Commercial human iPSC-derived ventricular cardiomyocytes have been available from multiple providers for over a decade, with extensive use in research, drug development and toxicology testing due to their appropriate modelling of primary human ventricular cardiomyocytes. Less work has been performed on human iPSC-derived atrial cardiomyocytes despite the clear phenotypic and pharmacological differences between atrial and ventricular cardiomyocytes, rendering the standard ventricular cardiomyocytes a poor model for atrial research. This is of particular concern as atrial fibrillation (AF) is the most common form of arrhythmia worldwide affecting over 33M people and rising, being a co-morbidity with obesity, stroke, dementia and congestive heart failure.
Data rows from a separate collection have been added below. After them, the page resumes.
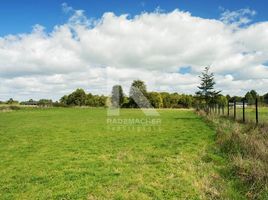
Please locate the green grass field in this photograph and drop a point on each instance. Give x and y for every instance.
(68, 153)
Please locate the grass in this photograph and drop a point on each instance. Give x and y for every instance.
(70, 153)
(245, 146)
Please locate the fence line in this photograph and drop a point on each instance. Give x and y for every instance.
(220, 110)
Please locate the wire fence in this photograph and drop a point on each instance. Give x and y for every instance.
(241, 111)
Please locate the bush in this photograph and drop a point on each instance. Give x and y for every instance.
(247, 149)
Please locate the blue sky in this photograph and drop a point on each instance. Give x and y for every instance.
(17, 16)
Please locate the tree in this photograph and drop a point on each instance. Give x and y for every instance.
(138, 95)
(10, 101)
(64, 100)
(45, 102)
(117, 98)
(155, 99)
(206, 91)
(77, 98)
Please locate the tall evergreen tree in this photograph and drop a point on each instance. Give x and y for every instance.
(117, 98)
(138, 95)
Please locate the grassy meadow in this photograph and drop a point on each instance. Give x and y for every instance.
(72, 153)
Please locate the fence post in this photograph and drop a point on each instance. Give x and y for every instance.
(228, 108)
(244, 111)
(235, 109)
(257, 113)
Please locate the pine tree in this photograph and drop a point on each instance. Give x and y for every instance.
(117, 98)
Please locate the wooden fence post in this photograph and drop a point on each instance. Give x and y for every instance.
(235, 109)
(244, 111)
(257, 113)
(228, 108)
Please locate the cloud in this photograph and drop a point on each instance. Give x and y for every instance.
(237, 18)
(153, 47)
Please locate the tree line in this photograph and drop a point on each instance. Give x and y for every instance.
(138, 96)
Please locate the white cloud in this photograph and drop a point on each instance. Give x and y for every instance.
(237, 18)
(150, 46)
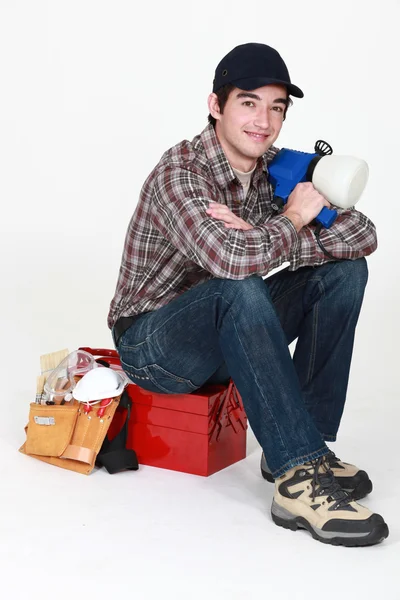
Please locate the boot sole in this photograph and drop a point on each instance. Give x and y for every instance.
(360, 491)
(284, 518)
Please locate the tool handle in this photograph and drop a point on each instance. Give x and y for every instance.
(100, 351)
Despite the clear clinical need for better AF treatments there are limited therapeutic options with poor success rates and the 1-year mortality rate for patients with AF remains around 25%. Therefore, there is a clear need for better, more human models of AF.
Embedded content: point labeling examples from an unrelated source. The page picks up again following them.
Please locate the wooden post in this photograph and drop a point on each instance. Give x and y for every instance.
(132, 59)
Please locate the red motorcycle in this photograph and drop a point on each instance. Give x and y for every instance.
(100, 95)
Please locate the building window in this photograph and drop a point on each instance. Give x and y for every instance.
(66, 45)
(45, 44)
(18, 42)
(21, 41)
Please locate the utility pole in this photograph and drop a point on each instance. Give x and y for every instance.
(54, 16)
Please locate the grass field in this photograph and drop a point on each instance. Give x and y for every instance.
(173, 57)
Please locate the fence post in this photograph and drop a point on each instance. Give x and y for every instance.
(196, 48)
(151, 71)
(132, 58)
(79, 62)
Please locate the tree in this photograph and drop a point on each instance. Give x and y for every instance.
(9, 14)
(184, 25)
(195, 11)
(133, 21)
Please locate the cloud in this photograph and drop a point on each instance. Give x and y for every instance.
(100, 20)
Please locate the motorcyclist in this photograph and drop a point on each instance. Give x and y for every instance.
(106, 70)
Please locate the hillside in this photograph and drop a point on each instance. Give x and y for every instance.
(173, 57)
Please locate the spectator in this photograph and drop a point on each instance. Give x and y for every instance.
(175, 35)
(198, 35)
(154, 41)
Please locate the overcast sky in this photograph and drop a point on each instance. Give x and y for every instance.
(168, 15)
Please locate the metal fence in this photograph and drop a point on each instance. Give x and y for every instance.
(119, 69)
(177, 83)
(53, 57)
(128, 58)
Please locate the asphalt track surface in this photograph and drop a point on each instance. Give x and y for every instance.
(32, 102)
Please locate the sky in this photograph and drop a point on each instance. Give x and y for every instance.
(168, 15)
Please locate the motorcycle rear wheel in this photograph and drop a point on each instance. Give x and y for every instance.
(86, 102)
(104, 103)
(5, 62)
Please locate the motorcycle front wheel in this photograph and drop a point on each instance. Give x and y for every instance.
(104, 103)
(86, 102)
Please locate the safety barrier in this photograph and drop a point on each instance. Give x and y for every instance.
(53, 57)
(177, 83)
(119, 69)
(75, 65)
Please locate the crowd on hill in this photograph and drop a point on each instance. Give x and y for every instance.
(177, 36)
Axol Bioscience Ltd have developed their iPSC-derived atrial cardiomyocytes (ax2518) and have performed extensive validation studies showing differences in key markers, such as MLC2A, ANP and KCNA5 and electrophysiology between their isogenic atrial and ventricular cardiomyocytes (ax2508). There has been less investigation carried out on the contractility differences between the two cell-types which is of particular relevance to AF. Therefore, Axol have partnered with innoVitro GmBH to examine the phenotypic and pharmacological differences in contractility of Axol’s two forms of cardiomyocytes on their FLEXcyte 96 platform.
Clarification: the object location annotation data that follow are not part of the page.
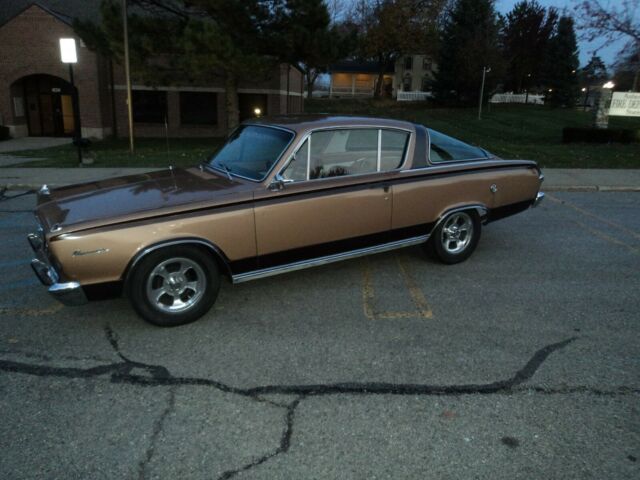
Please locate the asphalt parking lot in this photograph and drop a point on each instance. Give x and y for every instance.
(523, 362)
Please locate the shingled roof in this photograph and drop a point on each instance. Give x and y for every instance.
(65, 10)
(354, 66)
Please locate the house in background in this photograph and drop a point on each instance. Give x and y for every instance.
(409, 79)
(414, 74)
(35, 94)
(357, 79)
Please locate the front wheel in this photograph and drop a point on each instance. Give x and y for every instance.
(456, 237)
(174, 286)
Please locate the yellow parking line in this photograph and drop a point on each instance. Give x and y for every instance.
(367, 292)
(368, 297)
(416, 293)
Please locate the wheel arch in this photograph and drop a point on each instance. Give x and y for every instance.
(216, 253)
(480, 209)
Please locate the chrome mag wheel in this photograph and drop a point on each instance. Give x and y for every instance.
(456, 233)
(175, 285)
innoVitro tested the baseline contractility and the effects of isoprenaline, S-Bay K8644 and the atrial-specific 4-AP and Carbachol, at a range of concentrations on both ax2508 and ax2518. Both sets of cardiomyocytes were grown for 6 days, according to Axol’s protocols, on innoVitro’s FLX-96 plates at a range of seeding densities. They displayed markedly different baseline contractility waveforms and contractility parameters on the FLEXcyte 96, consistent with the typical results seen with the corresponding primary atrial and ventricular cardiomyocytes. The FLEXcyte 96 measured multiple contractility parameters allowing the assessment of the effect of each of the tested compounds. Isoprenaline, Carbachol, 4-AP and S-Bay K8644 produced distinctly different effects on ax2508 and ax2518 in terms of waveform shape, beat rate and beat duration. The IKACh agonist Carbachol for example marked effects on the atrial cells; increasing beat duration (500ms to 700ms) and downstroke duration (140%), but only minimal effects on the ventricular cardiomyocytes. In contrast, the b-adrenoceptor agonist isoprenaline produced only a small increase in amplitude (less than 20%) and reduced beat duration (500ms to 350ms) in atrials but caused a marked reduction in amplitude (to less than 5%) and beat duration (800ms to 400ms) with the ventriculars. All compounds and concentrations were tested at n=4 and assessed using the Wilcoxon rank-sum test. This confirmed Axol’s previous comparison work focussed on the two cell-type’s electrophysiology.
Therefore, Axol’s human iPSC-derived Atrial and Ventricular Cardiomyocytes correctly reproduced the different phenotypes and pharmacology of primary cardiomyocyte sub-types as assessed using the FLEXcyte 96 and, as such, provide the starting point to develop more reliable, physiological-relevant models for research on atrial cardiomyocytes and AF.